Hitting /public works for anyone. Hitting /private without being authenticated redirects to the login route. The login route accepts credentials as query parameters purely for testing convenience, in a real application you'd never pass credentials through the URL, as they end up in server logs and browser history. With the route in place, you can test directly from the browser or a tool like curl:

GET /[email protected]&password=secret

The login and logout logic lives in a dedicated controller:

<?php

namespace App\\Http\\Controllers;

use Illuminate\\Http\\Request;
use Illuminate\\Support\\Facades\\Auth;

class LoginController extends Controller
{
public function login(Request $request)
{
$credentials = $request->only('email', 'password');

if (Auth::guard('custom')->attempt($credentials)) {
return redirect('/private');
}

return 'Invalid credentials';
}

public function logout()
{
Auth::guard('custom')->logout();

return redirect('/public');
}
}

Auth::guard('custom') resolves the session-backed guard instance configured to use custom_auth_provider. From there, attempt, user, check, and every other guard method work exactly as they do on the web guard.

If you want custom to be the application-wide default, update the defaults section in config/auth.php:

'defaults' => [
'guard' => 'custom',
'passwords' => 'users',
],

With that in place, Auth::attempt(), Auth::user(), and auth middleware without arguments all resolve to the custom guard automatically.

Extending further

The same pattern scales up to more complex scenarios.
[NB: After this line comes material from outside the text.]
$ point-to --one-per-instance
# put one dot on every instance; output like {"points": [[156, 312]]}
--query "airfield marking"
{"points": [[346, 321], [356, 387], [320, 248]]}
Authenticating against an external REST API means retrieveByCredentials makes an HTTP call instead of reading a file. Authenticating against LDAP means you swap in an LDAP lookup. The provider driver contract stays the same regardless of the underlying mechanism, and you can define multiple named providers in config/auth.php all backed by the same custom_file driver, each pointing at a different file.

If you do need a fully custom guard driver as well, for example to handle stateless token authentication for an API, you'd register it via Auth::extend and implement Illuminate\\Contracts\\Auth\\Guard.

Conclusion

Laravel's authentication system is far more open than it might appear at first. Guards manage auth state via a driver, providers retrieve users via their own driver, and both are independently configurable in config/auth.php. In many cases, including this one, the built-in session guard driver is perfectly reusable and only the provider side needs custom work. By registering a custom provider driver through a service provider and wiring it up as a named provider in config, you get full compatibility with Auth::attempt, Auth::user, route middleware, and everything else that builds on top of the auth system. The text file example is intentionally minimal, but the structure it demonstrates applies directly to any custom authentication scenario you'll run into in practice.